Before we can start coding, we need to import the necessary namespaces in our .NET project. This will give us access to the classes and methods required to manipulate PDF files using Aspose.PDF.

using System;
using System.IO;
using Aspose.Pdf.Annotations;
using Aspose.Pdf;

These namespaces are essential for working with PDF documents, handling text, and adding annotations like strikeouts.

In this section, we’ll break down the process of striking out words in a PDF document into simple, manageable steps. Each step will be accompanied by a detailed explanation to ensure you understand how everything works.

Step 1: Load the PDF Document

The first step is to load the PDF document that you want to edit. This document will be the one where you’ll be striking out specific words or phrases.

// The path to the documents directory.
string dataDir = "YOUR DOCUMENT DIRECTORY";

// Open the PDF document
Document document = new Document(dataDir + "input.pdf");
  • dataDir: This variable holds the path to your document directory. Replace "YOUR DOCUMENT DIRECTORY" with the actual path where your PDF file is located.
  • Document: The Document class represents a PDF document. By passing the file path to its constructor, we open the PDF file for processing.

Step 2: Create a TextFragment Absorber to Find Specific Text

Next, we’ll create an instance of TextFragmentAbsorber to search for a specific text fragment in the PDF document. This allows us to locate the text we want to strike out.
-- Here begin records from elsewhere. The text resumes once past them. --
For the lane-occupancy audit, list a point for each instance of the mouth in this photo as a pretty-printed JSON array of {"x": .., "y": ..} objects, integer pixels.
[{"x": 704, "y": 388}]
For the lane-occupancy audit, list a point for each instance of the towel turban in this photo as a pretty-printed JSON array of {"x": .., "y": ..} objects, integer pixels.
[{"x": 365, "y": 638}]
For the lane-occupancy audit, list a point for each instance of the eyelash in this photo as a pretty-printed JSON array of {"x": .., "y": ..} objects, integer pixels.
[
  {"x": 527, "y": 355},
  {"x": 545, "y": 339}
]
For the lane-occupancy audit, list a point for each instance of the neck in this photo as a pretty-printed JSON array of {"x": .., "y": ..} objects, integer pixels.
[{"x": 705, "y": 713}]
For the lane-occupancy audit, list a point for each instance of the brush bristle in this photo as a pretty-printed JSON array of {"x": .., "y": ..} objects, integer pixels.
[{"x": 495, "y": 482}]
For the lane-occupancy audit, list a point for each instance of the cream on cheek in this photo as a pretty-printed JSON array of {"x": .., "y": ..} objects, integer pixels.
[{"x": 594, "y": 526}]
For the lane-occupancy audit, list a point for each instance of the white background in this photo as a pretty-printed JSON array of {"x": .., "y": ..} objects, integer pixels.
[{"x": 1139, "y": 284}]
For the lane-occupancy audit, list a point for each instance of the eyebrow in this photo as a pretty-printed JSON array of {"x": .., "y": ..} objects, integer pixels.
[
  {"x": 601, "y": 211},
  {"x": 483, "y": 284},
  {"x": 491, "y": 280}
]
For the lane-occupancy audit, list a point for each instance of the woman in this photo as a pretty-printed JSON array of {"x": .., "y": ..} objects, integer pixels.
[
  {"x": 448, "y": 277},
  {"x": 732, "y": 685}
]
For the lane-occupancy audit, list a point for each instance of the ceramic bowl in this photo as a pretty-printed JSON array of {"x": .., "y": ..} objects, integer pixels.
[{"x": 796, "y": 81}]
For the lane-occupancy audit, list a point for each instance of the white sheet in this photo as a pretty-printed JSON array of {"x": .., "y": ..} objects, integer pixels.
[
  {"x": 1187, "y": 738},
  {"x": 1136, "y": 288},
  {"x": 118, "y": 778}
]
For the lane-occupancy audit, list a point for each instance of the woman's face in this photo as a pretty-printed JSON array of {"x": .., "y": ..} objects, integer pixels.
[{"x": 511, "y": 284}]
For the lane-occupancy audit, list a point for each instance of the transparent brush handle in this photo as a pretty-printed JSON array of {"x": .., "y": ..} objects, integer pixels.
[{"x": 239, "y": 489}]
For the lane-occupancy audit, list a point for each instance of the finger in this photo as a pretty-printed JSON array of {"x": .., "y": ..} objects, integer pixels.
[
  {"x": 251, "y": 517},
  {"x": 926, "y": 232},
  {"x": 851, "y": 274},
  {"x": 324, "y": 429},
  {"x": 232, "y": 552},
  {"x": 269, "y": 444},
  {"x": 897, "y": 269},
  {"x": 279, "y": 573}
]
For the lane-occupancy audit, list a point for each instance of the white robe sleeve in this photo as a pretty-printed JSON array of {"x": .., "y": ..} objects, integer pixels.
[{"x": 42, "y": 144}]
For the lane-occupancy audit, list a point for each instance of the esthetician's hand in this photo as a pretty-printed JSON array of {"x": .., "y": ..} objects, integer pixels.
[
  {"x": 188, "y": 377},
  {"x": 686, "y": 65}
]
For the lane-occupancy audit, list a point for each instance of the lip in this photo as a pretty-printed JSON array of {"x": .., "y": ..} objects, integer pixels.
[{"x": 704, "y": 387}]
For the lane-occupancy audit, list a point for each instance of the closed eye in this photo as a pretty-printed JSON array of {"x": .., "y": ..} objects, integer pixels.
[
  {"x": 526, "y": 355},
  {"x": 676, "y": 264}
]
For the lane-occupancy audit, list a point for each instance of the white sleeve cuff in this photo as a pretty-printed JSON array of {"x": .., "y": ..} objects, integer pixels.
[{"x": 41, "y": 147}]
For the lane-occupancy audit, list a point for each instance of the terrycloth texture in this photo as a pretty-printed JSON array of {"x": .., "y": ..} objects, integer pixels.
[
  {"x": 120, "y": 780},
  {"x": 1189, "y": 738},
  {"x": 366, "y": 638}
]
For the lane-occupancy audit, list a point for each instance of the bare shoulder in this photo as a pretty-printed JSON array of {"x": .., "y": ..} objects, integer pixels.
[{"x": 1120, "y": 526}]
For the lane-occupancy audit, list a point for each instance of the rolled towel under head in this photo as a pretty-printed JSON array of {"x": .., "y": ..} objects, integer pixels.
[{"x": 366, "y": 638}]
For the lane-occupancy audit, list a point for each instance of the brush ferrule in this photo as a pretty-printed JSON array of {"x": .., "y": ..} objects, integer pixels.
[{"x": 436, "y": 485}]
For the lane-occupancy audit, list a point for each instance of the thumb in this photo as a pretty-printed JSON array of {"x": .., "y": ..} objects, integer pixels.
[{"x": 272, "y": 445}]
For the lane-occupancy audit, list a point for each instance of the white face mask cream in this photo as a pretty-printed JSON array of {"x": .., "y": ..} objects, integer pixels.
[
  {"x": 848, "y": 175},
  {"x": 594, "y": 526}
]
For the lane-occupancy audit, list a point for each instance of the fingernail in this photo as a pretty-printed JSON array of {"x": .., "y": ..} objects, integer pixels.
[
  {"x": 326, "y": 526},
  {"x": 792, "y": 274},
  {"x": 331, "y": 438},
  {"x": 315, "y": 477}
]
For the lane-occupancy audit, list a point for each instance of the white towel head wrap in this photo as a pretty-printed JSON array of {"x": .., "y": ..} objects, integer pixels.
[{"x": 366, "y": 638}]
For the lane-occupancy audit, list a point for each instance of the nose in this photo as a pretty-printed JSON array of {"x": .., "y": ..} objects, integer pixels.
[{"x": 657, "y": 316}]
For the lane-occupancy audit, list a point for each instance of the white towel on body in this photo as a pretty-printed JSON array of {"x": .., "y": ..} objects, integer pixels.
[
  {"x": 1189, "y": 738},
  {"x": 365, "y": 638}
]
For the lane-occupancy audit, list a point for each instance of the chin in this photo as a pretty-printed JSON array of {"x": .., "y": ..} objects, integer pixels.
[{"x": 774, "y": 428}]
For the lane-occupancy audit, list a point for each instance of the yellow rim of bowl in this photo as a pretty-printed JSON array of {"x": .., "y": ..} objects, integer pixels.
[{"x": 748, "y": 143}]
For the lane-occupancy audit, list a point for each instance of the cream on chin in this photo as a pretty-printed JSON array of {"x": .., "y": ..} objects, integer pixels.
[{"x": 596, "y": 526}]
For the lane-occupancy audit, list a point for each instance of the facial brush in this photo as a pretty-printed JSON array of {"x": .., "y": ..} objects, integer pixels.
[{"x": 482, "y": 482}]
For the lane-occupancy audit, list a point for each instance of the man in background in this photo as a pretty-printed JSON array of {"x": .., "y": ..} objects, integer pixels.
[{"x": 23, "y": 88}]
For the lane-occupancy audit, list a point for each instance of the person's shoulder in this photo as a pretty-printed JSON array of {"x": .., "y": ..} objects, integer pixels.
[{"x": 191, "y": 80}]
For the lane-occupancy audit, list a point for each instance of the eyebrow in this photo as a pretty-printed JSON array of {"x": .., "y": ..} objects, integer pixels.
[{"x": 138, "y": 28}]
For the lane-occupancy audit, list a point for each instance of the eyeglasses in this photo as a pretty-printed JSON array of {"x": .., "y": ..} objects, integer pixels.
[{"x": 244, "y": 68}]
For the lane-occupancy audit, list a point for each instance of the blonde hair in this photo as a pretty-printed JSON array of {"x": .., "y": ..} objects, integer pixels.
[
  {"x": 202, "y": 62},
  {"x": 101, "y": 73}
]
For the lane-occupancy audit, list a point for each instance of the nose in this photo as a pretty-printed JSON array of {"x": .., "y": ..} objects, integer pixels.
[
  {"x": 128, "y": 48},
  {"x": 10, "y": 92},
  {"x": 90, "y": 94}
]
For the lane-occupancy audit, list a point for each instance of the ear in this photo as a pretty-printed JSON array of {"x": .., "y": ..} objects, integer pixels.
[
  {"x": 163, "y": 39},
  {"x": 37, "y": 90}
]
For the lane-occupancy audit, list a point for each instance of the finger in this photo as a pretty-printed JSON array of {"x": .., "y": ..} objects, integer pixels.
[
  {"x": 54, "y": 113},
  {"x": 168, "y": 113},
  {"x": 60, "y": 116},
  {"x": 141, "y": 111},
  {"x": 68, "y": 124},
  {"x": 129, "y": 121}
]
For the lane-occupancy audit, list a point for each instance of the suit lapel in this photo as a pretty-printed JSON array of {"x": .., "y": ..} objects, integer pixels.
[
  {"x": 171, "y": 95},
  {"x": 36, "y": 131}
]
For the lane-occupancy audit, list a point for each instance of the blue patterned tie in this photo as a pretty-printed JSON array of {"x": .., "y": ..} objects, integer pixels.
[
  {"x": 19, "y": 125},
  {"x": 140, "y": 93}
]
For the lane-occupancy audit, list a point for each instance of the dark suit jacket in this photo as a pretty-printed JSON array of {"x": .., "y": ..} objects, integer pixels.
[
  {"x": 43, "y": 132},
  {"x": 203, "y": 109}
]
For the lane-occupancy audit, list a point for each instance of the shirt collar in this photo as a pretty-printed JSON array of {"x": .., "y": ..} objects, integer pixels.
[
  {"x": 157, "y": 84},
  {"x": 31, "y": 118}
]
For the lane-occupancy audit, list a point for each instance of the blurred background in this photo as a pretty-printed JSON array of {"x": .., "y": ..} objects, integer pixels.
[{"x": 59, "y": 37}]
// Create TextFragment Absorber instance to search for a specific text fragment
Aspose.Pdf.Text.TextFragmentAbsorber textFragmentAbsorber = new Aspose.Pdf.Text.TextFragmentAbsorber("Estoque");
  • TextFragmentAbsorber: This class is used to find and work with specific text fragments within the PDF document. In this example, we’re searching for the word “Estoque”. Replace “Estoque” with the word or phrase you want to find in your document.

Step 3: Iterate Through the Pages of the PDF Document

Now that we have our TextFragmentAbsorber, we need to iterate through each page of the PDF document to find the specified text.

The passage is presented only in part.